I have been revisiting strategies of using data warehouses in conjunction with transactional systems so decided to put down some of the concepts here.
A data warehouse aggregates information from different often heterogeneous sources. In many cases, an integration layer and ETL is used to build the data warehouse.
Frequently, a set of data marts is constructed using ETL to pull data from the central warehouse. These data marts focus on a single area of the business. Hence while distinct domains may exist in the data warehouses, information from one or more of the can be pulled into a data mart.

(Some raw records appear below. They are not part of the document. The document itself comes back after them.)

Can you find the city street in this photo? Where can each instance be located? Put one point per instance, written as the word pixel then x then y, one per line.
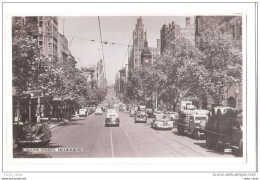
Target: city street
pixel 128 140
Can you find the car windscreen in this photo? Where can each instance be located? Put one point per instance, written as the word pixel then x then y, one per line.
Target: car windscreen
pixel 200 118
pixel 32 129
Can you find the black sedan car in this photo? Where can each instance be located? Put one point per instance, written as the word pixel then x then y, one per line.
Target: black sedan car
pixel 34 134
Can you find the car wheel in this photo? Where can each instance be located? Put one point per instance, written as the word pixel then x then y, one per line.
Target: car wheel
pixel 47 142
pixel 196 134
pixel 211 141
pixel 180 129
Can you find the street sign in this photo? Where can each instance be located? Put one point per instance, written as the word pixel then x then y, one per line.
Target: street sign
pixel 34 93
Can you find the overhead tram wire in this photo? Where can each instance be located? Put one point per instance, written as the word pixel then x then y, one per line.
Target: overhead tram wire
pixel 91 40
pixel 102 47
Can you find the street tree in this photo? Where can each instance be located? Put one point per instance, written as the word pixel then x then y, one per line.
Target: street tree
pixel 222 60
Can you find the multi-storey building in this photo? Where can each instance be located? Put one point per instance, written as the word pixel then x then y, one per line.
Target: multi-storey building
pixel 139 44
pixel 173 31
pixel 139 38
pixel 48 36
pixel 63 51
pixel 233 26
pixel 122 80
pixel 100 74
pixel 230 24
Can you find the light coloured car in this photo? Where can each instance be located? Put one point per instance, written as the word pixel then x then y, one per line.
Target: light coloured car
pixel 157 114
pixel 132 113
pixel 162 123
pixel 98 111
pixel 34 133
pixel 141 117
pixel 112 119
pixel 172 115
pixel 83 112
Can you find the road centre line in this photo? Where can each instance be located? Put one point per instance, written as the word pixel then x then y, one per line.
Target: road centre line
pixel 130 142
pixel 111 142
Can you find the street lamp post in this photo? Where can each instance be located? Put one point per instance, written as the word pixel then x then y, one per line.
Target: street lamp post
pixel 236 91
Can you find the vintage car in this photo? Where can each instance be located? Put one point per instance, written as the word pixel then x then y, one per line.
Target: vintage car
pixel 162 122
pixel 157 114
pixel 83 112
pixel 141 116
pixel 112 119
pixel 132 113
pixel 172 115
pixel 34 133
pixel 98 111
pixel 149 112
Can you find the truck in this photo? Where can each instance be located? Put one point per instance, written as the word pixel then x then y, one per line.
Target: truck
pixel 192 121
pixel 225 126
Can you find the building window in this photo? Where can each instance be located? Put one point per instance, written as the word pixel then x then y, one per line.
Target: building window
pixel 238 32
pixel 40 43
pixel 40 23
pixel 233 31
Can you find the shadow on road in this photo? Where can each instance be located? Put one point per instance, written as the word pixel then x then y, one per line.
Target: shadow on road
pixel 219 149
pixel 68 123
pixel 18 153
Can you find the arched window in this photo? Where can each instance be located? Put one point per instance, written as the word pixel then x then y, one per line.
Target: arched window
pixel 232 102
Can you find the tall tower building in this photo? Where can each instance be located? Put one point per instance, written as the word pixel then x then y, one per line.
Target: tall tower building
pixel 139 39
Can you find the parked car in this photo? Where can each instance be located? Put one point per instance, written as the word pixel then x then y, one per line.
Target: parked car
pixel 34 133
pixel 83 112
pixel 132 113
pixel 162 123
pixel 192 121
pixel 98 111
pixel 172 115
pixel 157 114
pixel 149 112
pixel 112 119
pixel 141 116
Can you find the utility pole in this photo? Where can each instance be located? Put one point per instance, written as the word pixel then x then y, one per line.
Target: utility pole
pixel 63 25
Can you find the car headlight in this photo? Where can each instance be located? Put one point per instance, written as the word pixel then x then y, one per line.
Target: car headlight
pixel 37 137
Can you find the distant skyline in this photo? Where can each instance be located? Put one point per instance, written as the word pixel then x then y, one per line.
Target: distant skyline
pixel 115 29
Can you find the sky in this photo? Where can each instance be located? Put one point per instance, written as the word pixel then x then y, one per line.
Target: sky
pixel 114 29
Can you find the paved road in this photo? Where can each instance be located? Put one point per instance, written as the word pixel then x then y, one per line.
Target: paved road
pixel 128 140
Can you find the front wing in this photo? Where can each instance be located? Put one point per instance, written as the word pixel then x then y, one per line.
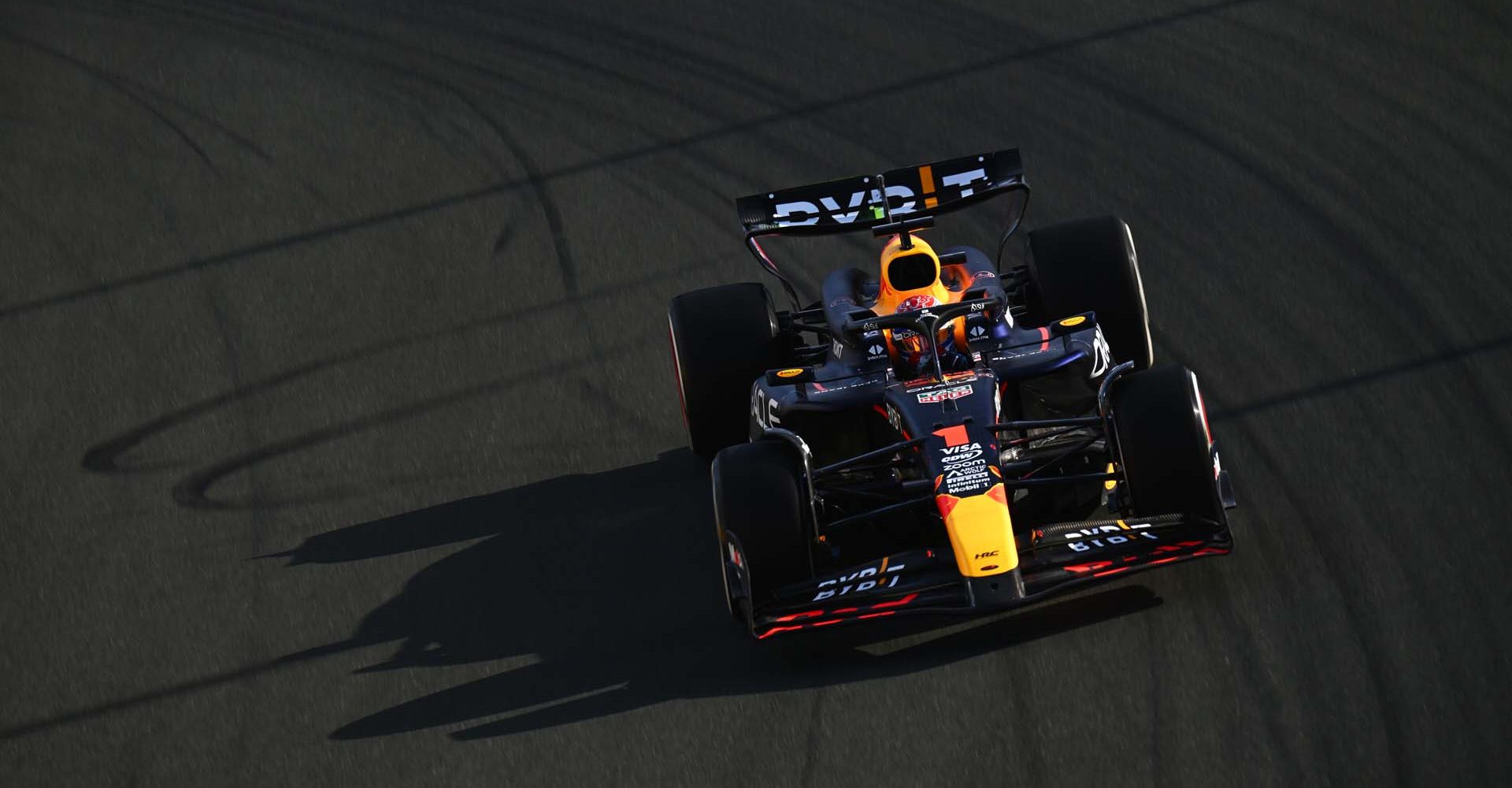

Facts are quantitative data about some aspect of a business or domain. Some facts relate to transactions e.g. sales; others might be snapshots of data at some point in time, others can be aggregations.
Dimensional storage of data. In this case, the data is frequently modeled as a star schema (see Ralph Kimball) In this model transactional data is modeled as facts and any information that provides context into dimensions. For example, a stock trade might have facts (quantity, price) and dimensions (account name, product, trade date, period, location) the dimensions are not normalized.
Normalized storage of data. In this model, tables use normalized data (3NF) to store data. Business domains(accounts, trades, products, etc.) or processes are used to group the tables.
Dimensional models can be simpler to use, but harder to change and adapt, whereas normalized models can be easier to extend and change but present a steeper learning curve.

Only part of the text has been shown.